How to Negotiate on Points with Hard Money Lenders: Tip to Borrowers
- It is important to research the average market rates that fluctuate based on the lender, project risk, loan size, and more. Getting quotes from multiple lenders to know the market trend is advisable, so you can negotiate accordingly.
- With having a strong credit history and experience in real estate, you can negotiate with the lender to reduce hard money loan points, as it is a less risky investment for the lender.
- The borrower can also negotiate other aspects of the loan to offset points such as lower interest rates, longer loan terms, a flexible draw schedule, and more.
- If a lender is not willing to negotiate on points, then have backup lender options to strengthen your negotiating position.
Conclusion
Points are not just another aspect of hard money loans, but they can help borrowers in strategically planning and optimizing their financial strategy. For example, you can analyze the impact of paying points on different loan offers and evaluate the upfront costs versus long-term savings parameter to align your loan with long-term financial planning.
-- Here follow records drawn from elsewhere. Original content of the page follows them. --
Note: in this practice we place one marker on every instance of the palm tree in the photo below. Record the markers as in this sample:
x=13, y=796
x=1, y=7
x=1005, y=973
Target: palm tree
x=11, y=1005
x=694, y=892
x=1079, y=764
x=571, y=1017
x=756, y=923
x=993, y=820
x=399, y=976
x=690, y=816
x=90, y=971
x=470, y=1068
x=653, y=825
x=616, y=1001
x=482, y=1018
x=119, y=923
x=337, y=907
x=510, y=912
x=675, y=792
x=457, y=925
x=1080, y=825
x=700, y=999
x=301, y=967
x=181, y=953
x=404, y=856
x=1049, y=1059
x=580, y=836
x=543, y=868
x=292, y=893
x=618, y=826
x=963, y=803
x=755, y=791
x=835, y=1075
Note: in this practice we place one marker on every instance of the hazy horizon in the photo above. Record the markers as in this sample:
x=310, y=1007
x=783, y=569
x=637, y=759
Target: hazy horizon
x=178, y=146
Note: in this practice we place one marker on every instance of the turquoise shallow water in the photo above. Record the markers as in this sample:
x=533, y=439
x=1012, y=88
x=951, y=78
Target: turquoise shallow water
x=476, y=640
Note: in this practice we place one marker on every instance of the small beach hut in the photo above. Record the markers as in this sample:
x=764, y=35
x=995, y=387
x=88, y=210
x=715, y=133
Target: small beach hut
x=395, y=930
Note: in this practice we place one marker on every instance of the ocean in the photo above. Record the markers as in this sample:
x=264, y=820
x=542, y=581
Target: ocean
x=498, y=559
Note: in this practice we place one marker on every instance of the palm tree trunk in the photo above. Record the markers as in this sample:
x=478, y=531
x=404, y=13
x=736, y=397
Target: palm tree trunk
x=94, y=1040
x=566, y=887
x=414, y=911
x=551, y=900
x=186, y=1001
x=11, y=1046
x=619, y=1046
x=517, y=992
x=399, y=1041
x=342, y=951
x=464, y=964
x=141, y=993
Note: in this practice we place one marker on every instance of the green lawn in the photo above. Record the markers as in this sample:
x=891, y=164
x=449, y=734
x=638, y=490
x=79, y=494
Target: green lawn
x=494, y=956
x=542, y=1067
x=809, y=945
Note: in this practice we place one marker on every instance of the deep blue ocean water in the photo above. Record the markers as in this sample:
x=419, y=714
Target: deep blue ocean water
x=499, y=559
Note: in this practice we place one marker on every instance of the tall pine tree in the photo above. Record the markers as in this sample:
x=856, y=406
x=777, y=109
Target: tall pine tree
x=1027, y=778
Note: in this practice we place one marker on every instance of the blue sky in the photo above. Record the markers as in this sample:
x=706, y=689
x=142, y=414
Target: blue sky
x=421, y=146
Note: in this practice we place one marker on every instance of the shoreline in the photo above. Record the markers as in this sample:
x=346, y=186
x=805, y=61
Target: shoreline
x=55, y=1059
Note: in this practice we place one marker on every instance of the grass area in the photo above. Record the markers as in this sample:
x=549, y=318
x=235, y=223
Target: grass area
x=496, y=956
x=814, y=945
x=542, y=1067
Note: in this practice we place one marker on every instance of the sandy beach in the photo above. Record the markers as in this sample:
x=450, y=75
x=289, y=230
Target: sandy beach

To know more about the strategic implications of points on your loan, connect with Munshi Capital experts, and get tailored professional financial guidance.
Read More: No Credit Check Hard Money Lenders: Myths and Realities
Frequently asked questions
- What is the average range for hard money loan points?
The average point range for a hard money loan is between 1% and 5% of the total value of the loan.
- In hard money loans, are points tax deductible?
It depends on the type of property the loan is taken for; if it is an investment property, it can be deducted as a business expense; for residential properties, the deduction can be limited or span over the loan tenure.
- What is the difference between points in hard money loans and conventional loans?
For conventional loans, the point percentage is between 0.25% to 2%, whereas for hard money loans, it is between 1% to 5%. In the case of a hard money loan, the percentage is high because it is used as a measure for compensating risk and speeding up the process.
- Can points affect the cash flow statement if the property is financed through a hard money loan?
Yes, points can affect the cash flow statement during the initial phase of the investment as they require an upfront payment, so it can reduce the cash for other expenses that can affect the liquidity.